Darbecilerle hesaplaşma iddiasıyla başlatılan Ergenekon ve Balyoz operasyonlarının tavsadığı günlerde, o yaşananlar sonrası bir misilleme ve rövanş dalgası gelmesinden duyduğumuz endişeyi hep ifade etmiştik.
Ki, yargılamalar devam ediyorken kimi sanıklar mahkeme heyetlerine açıkça “Bu günler geçecek, yarın bu sandalyelerde siz oturacak ve hesap vereceksiniz” diyorlardı.
Nitekim öyle oldu. O davaların, dışarıya kaçabilenler dışındaki savcı ve hâkimleri, sanık durumuna düştüler ve mahkûm oldular.

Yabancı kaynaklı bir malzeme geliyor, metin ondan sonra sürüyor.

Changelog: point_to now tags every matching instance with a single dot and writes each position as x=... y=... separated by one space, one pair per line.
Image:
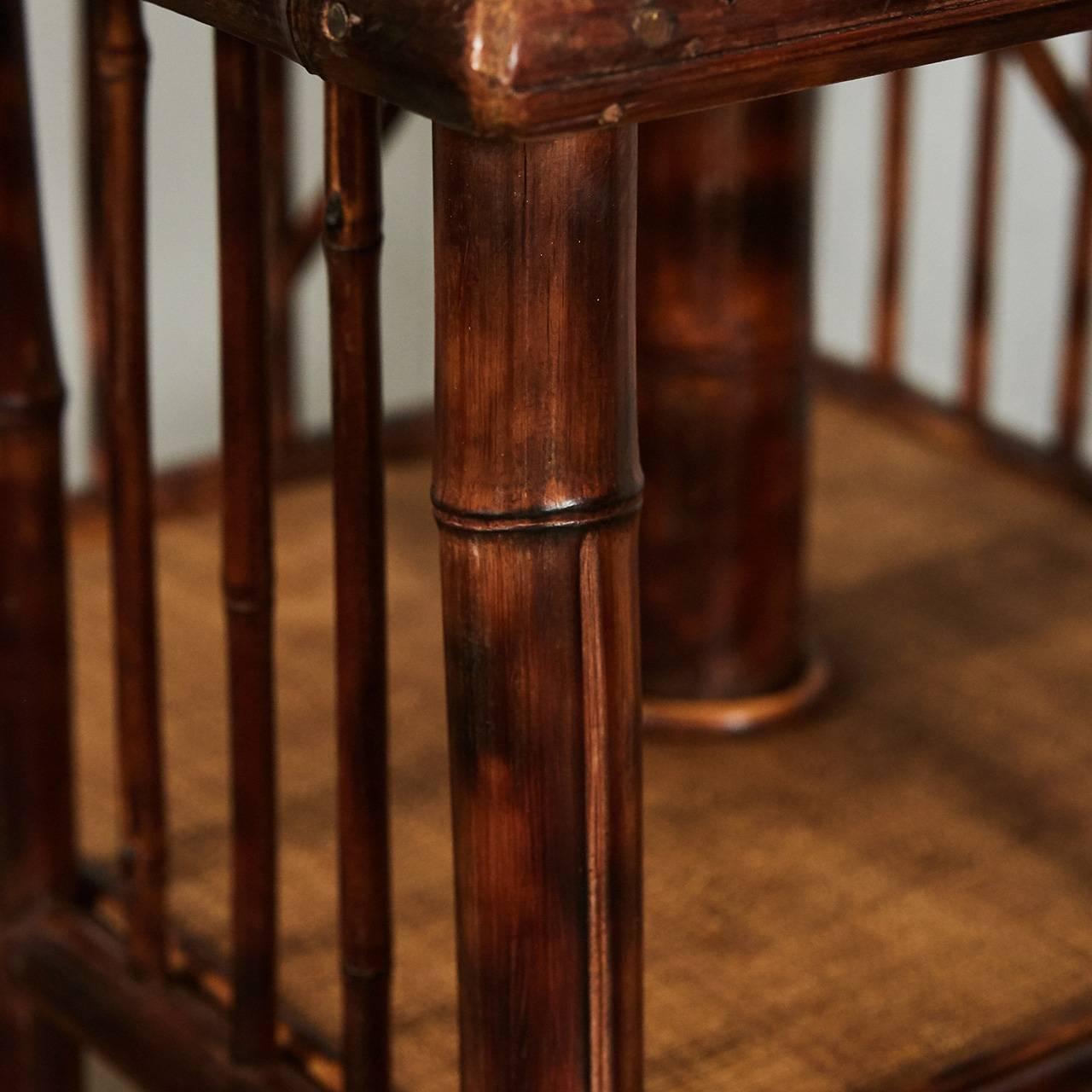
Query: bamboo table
x=537 y=488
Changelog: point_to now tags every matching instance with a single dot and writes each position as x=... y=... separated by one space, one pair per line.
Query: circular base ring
x=738 y=714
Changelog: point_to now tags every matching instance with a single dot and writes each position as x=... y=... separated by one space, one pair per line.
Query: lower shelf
x=897 y=885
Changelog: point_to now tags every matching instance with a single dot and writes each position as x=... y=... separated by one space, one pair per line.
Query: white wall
x=1038 y=170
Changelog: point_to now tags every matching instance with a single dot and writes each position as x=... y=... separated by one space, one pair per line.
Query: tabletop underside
x=529 y=68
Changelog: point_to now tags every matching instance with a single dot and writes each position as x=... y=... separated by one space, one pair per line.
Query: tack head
x=338 y=22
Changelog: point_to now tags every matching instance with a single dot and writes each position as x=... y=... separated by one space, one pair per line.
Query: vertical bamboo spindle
x=93 y=253
x=120 y=68
x=979 y=293
x=537 y=488
x=248 y=564
x=893 y=223
x=724 y=342
x=353 y=238
x=1076 y=347
x=38 y=854
x=280 y=280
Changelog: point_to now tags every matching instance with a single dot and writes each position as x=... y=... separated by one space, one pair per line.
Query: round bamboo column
x=723 y=343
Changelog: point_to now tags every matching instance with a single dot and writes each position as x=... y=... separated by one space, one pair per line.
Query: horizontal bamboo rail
x=162 y=1034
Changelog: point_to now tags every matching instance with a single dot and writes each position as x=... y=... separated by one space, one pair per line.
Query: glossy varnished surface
x=36 y=803
x=530 y=67
x=535 y=490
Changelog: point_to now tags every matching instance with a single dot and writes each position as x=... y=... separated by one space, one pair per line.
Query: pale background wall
x=1038 y=168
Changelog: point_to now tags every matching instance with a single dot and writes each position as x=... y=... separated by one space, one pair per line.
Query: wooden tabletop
x=529 y=68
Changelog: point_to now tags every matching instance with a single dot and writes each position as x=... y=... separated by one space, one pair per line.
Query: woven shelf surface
x=901 y=882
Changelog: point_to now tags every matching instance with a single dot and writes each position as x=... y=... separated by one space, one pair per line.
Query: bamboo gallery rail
x=537 y=490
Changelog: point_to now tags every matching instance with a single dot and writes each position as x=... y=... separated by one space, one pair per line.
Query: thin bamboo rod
x=38 y=850
x=893 y=222
x=353 y=238
x=93 y=253
x=248 y=564
x=164 y=1034
x=38 y=855
x=304 y=229
x=120 y=67
x=1076 y=346
x=1072 y=109
x=979 y=289
x=276 y=151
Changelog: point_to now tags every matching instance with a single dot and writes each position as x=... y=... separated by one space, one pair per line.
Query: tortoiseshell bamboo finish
x=537 y=487
x=353 y=239
x=120 y=74
x=248 y=556
x=723 y=343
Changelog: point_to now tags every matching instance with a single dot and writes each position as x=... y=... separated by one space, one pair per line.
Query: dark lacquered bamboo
x=1069 y=106
x=979 y=289
x=276 y=150
x=38 y=854
x=120 y=66
x=892 y=223
x=537 y=486
x=723 y=344
x=160 y=1033
x=1076 y=346
x=96 y=316
x=544 y=67
x=353 y=239
x=248 y=564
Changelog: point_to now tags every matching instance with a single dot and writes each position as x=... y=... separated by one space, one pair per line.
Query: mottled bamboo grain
x=1076 y=346
x=248 y=561
x=120 y=68
x=353 y=238
x=723 y=326
x=889 y=292
x=535 y=490
x=38 y=857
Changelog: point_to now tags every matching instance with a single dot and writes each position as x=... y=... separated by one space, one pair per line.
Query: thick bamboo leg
x=537 y=491
x=38 y=858
x=723 y=343
x=248 y=549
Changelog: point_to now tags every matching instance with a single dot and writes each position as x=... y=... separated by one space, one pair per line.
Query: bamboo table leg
x=723 y=342
x=537 y=491
x=36 y=823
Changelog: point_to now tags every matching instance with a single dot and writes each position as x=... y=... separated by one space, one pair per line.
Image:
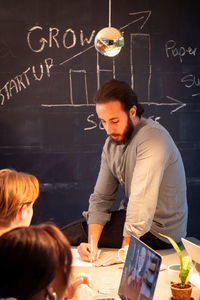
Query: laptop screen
x=140 y=272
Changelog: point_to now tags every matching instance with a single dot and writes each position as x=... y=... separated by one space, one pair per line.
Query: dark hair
x=30 y=258
x=121 y=91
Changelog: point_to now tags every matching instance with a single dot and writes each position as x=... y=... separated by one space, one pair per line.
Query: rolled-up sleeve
x=104 y=195
x=151 y=160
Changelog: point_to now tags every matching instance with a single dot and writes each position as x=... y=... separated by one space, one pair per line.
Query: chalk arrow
x=141 y=15
x=174 y=103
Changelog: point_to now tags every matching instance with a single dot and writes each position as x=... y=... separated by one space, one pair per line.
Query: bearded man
x=140 y=155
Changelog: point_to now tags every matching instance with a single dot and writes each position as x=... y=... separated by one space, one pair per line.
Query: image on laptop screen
x=140 y=272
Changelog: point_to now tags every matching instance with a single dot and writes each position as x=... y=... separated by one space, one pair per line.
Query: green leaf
x=184 y=271
x=184 y=261
x=176 y=247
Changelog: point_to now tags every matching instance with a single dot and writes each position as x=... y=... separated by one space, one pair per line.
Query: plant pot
x=181 y=292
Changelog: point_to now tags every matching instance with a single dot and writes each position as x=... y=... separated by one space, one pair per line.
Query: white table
x=162 y=291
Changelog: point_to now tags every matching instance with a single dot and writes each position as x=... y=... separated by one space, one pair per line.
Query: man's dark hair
x=121 y=91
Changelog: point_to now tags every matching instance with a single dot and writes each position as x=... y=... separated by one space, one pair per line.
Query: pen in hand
x=91 y=249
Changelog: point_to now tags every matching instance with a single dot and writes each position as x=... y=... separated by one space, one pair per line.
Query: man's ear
x=132 y=112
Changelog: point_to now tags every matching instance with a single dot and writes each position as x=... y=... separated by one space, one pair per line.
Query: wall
x=50 y=70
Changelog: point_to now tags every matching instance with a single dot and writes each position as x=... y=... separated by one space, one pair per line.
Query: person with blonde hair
x=36 y=264
x=18 y=192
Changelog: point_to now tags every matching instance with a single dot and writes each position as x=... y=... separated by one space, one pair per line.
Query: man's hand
x=81 y=285
x=86 y=253
x=107 y=258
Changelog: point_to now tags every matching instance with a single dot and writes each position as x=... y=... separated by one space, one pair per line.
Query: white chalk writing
x=173 y=51
x=55 y=39
x=23 y=80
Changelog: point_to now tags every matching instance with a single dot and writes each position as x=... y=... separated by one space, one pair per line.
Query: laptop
x=194 y=251
x=140 y=273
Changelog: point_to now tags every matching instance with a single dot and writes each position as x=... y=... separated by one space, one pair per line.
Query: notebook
x=140 y=272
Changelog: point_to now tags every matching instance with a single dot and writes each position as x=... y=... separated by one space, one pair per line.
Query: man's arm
x=152 y=157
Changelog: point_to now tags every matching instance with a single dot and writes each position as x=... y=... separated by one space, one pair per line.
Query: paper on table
x=78 y=262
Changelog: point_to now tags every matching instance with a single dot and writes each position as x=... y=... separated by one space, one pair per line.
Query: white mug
x=124 y=250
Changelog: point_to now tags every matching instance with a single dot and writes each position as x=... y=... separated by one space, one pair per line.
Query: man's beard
x=126 y=134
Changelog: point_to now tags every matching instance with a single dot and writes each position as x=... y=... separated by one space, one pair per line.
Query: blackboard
x=50 y=70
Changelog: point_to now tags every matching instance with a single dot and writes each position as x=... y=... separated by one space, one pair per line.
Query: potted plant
x=181 y=290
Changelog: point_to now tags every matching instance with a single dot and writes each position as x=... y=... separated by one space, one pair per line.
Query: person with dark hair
x=140 y=155
x=18 y=192
x=36 y=264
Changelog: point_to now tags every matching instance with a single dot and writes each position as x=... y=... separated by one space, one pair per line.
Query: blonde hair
x=16 y=189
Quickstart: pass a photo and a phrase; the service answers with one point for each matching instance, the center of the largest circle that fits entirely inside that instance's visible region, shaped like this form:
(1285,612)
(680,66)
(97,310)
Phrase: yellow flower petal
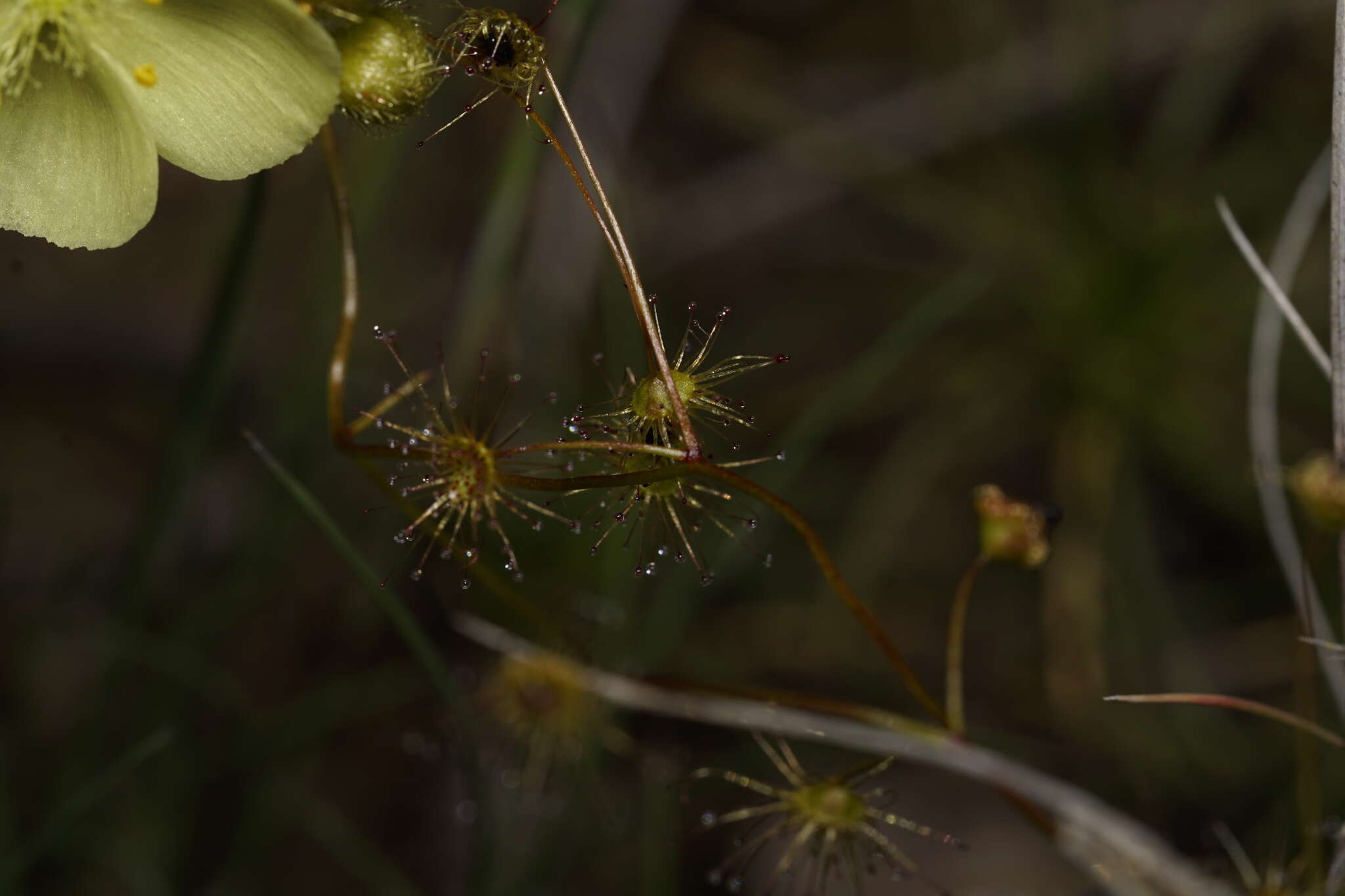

Keza o operasyonlarda görev almış olan emniyet mensupları da aynı akıbete uğradı.
Ama iş onlarla sınırlı kalmadı; kapsamı alabildiğine genişletilerek, bir Balyoz sanığının içeride iken söylediği boyutlara taşındı:
“Daha ne kadar çekeriz bilmiyorum. Ama çok uzun süreceğini sanmıyorum. Yani aldığımız haberler o yönde bizim. Sağlam kaynaklar. Bunun hesabı sorulacak.
“Hep onu söylüyorum. Biz bir daha böyle bir rövanşta hata yapmayız. Atatürk isyan olduğu zaman ‘Çoluğu çocuğu kalmasın götürün, şehri götürün’ diyormuş. Çocuğuna kadar. Bu iş böyle.
“Bir iki sene içerisinde bu manzara tam tersine dönecek. Adamlar kaçacaklar. Bu ülkeden kaçacaklar çoğu. Ve rövanşı çok farklı olacak. Çok kişinin canı yanacak. Yani bunun rövanşında çok can yanacak. Neler var, neler var.
“Bir sürü hesaplaşma olacak. İki sene çok, bir sene içinde. Eğer biz buradan bir çıkarsak bu dışardakilerle çok ciddî bir hesaplaşma olacak. Çok ciddî hem de. İlk şeyimiz ne biliyor musun? Aç kalacaklar. Öyle başlayacak zaten. Bu kadar da boş değiliz yaa.”
Dediği gibi de oldu. Darbecilik suçlamasıyla yargılananlar, kesin hüküm giymişler dahil çıktı. Ve hemen peşinden, “çok farklı bir rövanş” dalgası başlatıldı. Çocuğuna kadar, çok kişinin canını yakan bir dalga. “Kaçacaklar” denilenler de kaçtı.
Hukukun bütün temel prensipleri çiğnenerek yürütülen bu rövanş operasyonlarının, vaktiyle darbe davalarında “millet adına savcılık” rolü üstlendiklerini ilân eden siyasî kadrolara yaptırılması ayrı bir ibret levhası oldu.
“Aç kalacaklar” sözünün “Ağaç kökü yesinler”e çevrilip yine onlara söyletilmesi de.
Yargıyı alet eden bu rövanş ne zaman bitecek?